Dear moon,
This year I have been musing about winter more than necessary. You may delineate me as a PR officer of the winter, who is assigned to stir up propaganda about the winter. Now let me talk about the beauty of the beautiful and wise of the wisdom. Its you dear moon.
You know, it has been nearly 4 years that I haven't watched you carefully. I remember, I used to talk to you for several hours when I was in my beautiful and peaceful hometown. But as I lost in the jungle of concrete, I was really rude to you. I understand how does it feel to lose a best company for four years. I am really sorry for my indifference.
Dear moon, Today is not the full-moon day. That's why you are not showing all of your face. One fourth of your body is covered with darkness or may be with shyness. I watched you very carefully just few minutes ago. I saw you really unstable and blushed to see me after long silence. While I was watching you continuously, your face was like of a Nepali women, who meets her husband after 6 years, who is back from earning money in the Gulf. When you and me were confronting after this much long period, there were everything shining on your face, there were beauty, there were surprise, there were shyness, and obviously there were a fear of loosing me again.
I really miss a moment of childhood. One day, I was on my Mom's lap and crying. My mom was showing me the most beautiful thing in this world to make me happy, and it was you dear moon. I think I was fallen to your beauty when I was just 4 years ago. When my mom showed me you face, I created more trouble in spite of being happy. I asked my mom the way to reach your town. Later in my youngerhood I started realizing the distance and impossibilities of touching you. The more I realized the distance, the more I started loving you. You taught me to dream, you taught me to smile.
Dear moon, I love your beauty as well as the blotch on your face. I love your calmness as well as the violent tide in the full moon day created by you. I love your consistency, as well as the frequency of your movement. I love your strong power to remain calm, beautiful, shinning and source of inspiration in this cold night of midwinter.

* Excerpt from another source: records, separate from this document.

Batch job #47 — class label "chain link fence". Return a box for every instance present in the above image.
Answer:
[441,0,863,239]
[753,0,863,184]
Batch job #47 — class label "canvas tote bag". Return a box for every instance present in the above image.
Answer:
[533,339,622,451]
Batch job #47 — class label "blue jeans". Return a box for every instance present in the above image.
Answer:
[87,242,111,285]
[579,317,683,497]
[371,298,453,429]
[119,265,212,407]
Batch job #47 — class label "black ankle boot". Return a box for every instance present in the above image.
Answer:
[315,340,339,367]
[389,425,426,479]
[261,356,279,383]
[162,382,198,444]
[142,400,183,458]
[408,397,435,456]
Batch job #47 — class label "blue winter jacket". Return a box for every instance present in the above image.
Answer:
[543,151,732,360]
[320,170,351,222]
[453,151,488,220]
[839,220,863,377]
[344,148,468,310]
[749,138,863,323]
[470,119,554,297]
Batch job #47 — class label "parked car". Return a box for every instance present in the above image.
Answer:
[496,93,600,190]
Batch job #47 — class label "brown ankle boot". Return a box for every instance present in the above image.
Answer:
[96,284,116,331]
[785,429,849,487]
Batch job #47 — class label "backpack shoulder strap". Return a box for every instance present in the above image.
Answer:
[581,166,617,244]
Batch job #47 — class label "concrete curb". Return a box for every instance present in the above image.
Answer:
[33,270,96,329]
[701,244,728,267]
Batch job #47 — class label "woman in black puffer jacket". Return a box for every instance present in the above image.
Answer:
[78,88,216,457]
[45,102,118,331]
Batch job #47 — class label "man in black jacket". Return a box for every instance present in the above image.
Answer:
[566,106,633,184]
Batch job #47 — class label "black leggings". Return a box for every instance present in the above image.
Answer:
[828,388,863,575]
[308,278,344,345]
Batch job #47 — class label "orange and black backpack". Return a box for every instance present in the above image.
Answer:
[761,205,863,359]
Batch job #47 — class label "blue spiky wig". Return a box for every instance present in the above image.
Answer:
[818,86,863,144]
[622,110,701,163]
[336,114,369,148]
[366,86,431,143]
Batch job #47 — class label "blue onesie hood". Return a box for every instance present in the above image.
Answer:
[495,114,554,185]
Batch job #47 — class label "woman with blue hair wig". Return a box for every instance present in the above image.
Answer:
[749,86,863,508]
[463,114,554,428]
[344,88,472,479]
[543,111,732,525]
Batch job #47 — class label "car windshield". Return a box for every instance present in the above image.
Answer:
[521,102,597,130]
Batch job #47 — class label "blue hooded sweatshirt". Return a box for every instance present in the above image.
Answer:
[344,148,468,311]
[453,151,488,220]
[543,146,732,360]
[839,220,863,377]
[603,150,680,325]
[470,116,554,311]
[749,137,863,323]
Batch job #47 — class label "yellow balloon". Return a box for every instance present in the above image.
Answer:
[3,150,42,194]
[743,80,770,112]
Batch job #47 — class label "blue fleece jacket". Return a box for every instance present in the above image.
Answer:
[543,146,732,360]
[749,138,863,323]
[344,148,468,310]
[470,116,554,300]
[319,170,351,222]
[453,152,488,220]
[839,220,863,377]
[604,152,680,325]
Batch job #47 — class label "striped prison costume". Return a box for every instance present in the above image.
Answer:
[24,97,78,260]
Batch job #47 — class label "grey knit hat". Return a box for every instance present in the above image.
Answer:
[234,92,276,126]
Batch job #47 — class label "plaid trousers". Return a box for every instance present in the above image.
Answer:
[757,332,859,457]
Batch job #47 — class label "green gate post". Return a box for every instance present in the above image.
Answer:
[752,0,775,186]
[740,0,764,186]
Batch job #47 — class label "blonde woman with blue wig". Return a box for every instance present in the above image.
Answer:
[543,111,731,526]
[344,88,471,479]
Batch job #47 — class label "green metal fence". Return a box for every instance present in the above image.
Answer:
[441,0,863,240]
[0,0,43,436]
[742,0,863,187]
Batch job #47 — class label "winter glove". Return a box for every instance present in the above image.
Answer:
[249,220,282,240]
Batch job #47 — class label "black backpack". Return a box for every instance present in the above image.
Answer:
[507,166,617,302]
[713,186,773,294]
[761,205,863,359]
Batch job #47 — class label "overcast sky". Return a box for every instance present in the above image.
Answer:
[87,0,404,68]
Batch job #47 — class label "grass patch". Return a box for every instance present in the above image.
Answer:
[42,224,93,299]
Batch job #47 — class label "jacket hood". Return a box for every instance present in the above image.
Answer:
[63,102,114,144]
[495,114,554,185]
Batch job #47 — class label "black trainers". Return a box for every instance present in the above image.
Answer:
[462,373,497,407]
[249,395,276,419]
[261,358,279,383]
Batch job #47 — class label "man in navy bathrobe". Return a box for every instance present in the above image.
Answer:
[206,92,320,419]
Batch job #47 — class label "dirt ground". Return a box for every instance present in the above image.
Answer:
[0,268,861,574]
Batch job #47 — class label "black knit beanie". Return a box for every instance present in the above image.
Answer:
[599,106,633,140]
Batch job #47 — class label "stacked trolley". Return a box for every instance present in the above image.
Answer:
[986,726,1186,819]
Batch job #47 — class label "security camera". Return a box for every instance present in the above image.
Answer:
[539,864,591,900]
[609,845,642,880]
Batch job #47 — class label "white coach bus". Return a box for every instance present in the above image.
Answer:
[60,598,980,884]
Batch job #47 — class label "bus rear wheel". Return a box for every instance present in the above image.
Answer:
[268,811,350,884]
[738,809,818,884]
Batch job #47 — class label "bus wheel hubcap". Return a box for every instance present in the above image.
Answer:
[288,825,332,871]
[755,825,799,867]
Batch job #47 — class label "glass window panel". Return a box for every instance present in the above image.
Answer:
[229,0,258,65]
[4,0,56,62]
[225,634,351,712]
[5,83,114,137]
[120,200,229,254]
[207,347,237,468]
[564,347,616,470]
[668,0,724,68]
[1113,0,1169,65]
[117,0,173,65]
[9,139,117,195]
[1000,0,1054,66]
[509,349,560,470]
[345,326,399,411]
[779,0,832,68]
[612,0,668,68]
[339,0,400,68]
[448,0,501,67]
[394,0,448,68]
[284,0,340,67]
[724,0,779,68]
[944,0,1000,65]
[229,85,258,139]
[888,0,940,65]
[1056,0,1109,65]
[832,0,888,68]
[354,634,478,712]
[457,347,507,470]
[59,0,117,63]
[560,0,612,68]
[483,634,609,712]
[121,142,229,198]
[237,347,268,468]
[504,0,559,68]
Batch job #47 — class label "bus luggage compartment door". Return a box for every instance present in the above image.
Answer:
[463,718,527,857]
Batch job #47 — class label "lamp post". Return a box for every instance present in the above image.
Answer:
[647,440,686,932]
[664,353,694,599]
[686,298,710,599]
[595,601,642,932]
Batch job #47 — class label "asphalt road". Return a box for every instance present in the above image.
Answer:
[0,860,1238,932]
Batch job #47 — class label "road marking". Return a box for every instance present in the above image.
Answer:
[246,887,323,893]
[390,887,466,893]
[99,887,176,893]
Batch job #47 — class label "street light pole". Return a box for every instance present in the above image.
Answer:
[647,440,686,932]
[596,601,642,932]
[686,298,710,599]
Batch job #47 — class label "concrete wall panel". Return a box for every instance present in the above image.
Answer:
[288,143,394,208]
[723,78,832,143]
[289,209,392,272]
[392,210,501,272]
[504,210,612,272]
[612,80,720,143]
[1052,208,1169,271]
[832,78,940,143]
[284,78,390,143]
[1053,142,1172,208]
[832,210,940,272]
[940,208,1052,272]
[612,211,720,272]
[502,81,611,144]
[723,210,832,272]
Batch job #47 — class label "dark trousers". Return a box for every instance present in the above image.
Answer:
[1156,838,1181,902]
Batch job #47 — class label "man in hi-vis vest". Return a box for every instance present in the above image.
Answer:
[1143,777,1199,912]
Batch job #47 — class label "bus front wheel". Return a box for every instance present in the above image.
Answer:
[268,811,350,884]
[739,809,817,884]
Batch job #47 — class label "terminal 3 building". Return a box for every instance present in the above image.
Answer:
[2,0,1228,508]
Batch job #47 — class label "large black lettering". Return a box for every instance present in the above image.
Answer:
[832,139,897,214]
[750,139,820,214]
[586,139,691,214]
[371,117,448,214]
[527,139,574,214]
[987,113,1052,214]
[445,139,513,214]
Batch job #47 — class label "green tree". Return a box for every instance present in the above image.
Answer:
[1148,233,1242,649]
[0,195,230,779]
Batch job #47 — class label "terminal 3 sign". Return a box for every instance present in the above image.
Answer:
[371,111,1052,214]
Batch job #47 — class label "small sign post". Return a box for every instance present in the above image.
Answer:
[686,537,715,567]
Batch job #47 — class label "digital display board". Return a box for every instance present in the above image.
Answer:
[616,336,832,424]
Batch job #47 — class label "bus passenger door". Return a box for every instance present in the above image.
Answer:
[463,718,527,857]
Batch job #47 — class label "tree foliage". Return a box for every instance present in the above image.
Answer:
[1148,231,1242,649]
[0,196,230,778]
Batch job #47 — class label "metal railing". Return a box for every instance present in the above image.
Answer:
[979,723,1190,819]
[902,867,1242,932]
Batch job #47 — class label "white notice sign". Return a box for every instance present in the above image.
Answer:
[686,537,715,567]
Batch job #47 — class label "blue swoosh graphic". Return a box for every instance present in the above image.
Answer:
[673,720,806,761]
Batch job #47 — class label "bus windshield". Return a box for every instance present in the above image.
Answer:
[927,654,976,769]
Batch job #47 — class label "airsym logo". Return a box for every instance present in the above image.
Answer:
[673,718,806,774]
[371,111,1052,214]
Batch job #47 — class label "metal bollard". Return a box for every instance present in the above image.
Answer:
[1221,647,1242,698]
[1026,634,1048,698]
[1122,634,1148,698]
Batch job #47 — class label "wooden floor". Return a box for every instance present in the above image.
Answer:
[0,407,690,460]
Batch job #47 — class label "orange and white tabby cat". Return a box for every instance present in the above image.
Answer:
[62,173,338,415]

Dear moon, you are great because you love to be challenged. You love to be frictioned with the coldness outside. you love darkness so that you can show the world how beautiful you are. This nature of accepting the darkness is the only reason behind your beauty and greatness. Dear moon, sometimes try to show your appearance in the daylight, you doesn't matter to anybody. even not to myself.
The Earth
the moon, as for you, is always the source of inspirations to me too.